The best way to mitigate the load from diffuse, unidentifiable, grey area participants is to have a fast and well engineered web product. This is good news, because your actual human customers would really enjoy this too.
The best way to mitigate the load from diffuse, unidentifiable, grey area participants is to have a fast and well engineered web product. This is good news, because your actual human customers would really enjoy this too.

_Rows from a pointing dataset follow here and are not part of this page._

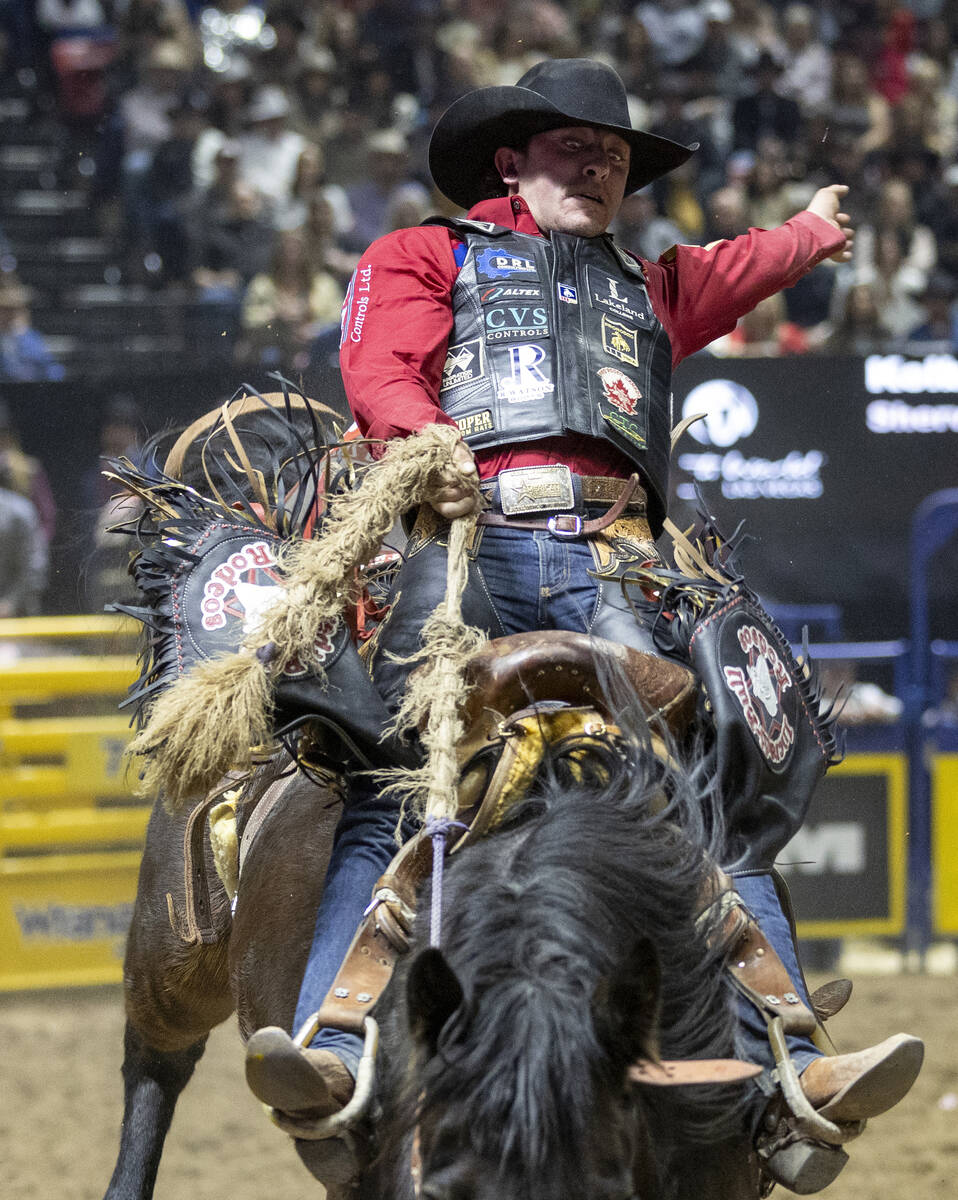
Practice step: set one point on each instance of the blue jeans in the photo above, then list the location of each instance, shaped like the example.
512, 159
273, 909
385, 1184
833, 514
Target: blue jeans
520, 581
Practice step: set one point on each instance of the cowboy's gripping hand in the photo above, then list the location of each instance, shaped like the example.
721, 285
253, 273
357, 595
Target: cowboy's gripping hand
457, 495
826, 203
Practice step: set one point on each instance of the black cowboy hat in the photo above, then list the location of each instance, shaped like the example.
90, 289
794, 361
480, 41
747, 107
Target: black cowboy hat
551, 95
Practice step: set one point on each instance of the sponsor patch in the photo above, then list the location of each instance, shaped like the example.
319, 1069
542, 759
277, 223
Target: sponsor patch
357, 304
760, 682
623, 300
621, 341
497, 292
235, 583
494, 264
515, 322
475, 423
626, 426
528, 375
463, 364
620, 390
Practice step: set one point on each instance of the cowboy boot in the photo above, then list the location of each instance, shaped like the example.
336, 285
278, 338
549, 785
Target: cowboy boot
297, 1081
856, 1086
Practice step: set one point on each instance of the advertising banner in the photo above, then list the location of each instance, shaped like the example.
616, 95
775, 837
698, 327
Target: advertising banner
826, 460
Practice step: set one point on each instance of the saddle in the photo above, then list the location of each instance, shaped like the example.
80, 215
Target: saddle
531, 695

if you put your server up on the public internet then this is just table stakes stuff that you always need to deal with, doesn't really matter whether the traffic is from botnets or crawlers or AI systems or anything else
you're always gonna deal with this stuff well before the requests ever get to your application, with WAFs or reverse proxies or (idk) fail2ban or whatever else
also 1000 req/hour is around 1 request every 4 seconds, which is statistically 0 rps for any endpoint that would ever be publicly accessible
Background scanner noise on the internet is incredibly common, but the AI scraping is not at the same level. Wikipedia has published that their infrastructure costs have notably shot up since LLMs started scraping them. I've seen similar idiotic behavior on a small wiki I run; a single AI company took the data usage from "who gives a crap" to "this is approaching the point where I'm not willing to pay to keep this site up." Businesses can "just" pass the costs onto the customers (which is pretty shit at the end of the day,) but a lot of privately run and open source sites are now having to deal with side crap that isn't relevant to their focus.
The botnets and DDOS groups that are doing mass scanning and testing are targeted by law enforcement and eventually (hopefully) taken down, because what they're doing is acknowledged as bad.
AI companies, however, are trying to make a profit off of this bad behavior and we're expected to be okay with it? At some point impacting my services with your business behavior goes from "it's just the internet being the internet" to willfully malicious.
Also, they might share the common viewpoint of "it's the internet; suck it up."